Above all, the entrepreneurial culture has failed to get the required boost. Since Prime Minister Modi took over, efforts have been made to address these issues in many ways, but there have not been the number of takers as desired. This is because, apart from brilliantly innovative start-ups, such as in the IT and associated industries, budding entrepreneurs need an initial helping hand. As government remains the single biggest client for many products and services, it needs to devise policies favouring such start-ups in ways that would help establish them in their respective fields. If done intelligently, it would serve as a huge money saver for government as services, in particular, would come much cheaper from the new businesses than from those that charge for brand value and heavy overheads.

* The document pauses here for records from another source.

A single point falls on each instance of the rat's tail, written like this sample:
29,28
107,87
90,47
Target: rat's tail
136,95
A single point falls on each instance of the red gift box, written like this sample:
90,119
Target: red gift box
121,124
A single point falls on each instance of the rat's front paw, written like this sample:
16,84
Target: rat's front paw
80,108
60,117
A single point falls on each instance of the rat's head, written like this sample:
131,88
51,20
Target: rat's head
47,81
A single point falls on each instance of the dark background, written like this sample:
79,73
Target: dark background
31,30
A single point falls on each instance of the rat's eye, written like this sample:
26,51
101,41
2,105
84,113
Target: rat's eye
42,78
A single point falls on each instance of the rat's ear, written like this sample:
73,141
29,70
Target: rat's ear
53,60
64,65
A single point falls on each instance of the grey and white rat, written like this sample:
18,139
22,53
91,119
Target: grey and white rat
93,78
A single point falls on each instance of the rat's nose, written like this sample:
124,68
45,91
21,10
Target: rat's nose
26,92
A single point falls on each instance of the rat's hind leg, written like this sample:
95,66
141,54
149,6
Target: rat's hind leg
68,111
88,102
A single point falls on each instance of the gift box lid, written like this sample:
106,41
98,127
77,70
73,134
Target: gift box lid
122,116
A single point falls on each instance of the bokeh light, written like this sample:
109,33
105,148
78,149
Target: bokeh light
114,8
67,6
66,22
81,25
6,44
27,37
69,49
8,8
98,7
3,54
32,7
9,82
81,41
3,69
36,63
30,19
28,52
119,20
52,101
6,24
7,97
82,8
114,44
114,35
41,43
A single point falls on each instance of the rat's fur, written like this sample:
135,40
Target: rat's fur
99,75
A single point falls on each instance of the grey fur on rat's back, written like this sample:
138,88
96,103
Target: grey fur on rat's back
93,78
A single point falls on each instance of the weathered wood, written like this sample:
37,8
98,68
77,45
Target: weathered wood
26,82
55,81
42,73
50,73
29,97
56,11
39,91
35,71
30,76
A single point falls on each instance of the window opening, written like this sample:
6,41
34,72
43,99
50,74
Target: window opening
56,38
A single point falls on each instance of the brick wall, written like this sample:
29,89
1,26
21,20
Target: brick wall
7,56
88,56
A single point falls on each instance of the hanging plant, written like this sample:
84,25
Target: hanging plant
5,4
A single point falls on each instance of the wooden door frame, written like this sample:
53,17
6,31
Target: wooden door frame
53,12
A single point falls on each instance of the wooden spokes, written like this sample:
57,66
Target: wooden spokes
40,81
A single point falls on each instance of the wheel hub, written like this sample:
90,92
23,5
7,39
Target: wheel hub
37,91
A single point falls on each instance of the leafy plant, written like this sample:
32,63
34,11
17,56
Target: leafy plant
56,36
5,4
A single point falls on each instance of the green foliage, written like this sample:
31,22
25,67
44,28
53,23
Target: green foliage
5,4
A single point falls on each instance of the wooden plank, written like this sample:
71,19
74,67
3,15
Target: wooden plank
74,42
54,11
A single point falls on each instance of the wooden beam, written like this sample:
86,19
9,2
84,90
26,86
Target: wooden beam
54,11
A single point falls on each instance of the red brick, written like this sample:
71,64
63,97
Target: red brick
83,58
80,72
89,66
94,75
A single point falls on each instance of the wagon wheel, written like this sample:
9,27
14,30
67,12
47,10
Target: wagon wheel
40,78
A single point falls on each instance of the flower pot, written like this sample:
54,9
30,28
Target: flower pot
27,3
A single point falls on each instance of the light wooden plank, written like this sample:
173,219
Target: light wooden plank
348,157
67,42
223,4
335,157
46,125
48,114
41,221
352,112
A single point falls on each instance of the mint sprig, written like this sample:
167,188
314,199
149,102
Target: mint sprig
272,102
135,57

Culturally, modern India has not been programmed to be entrepreneurial. Any interaction with students in business schools reveals how few of them intend to start their own businesses – most just want managerial positions in multinational companies. As such, apart from proactive promotion at the policy implementation level, government needs to boost an entrepreneurial culture at every level in society, thereby ensuring a healthy stock of professionally skilled young people determined to establish themselves no matter how much effort it takes. The present crisis will impart the necessary level of desperation; government should just play its role as an effective enabler.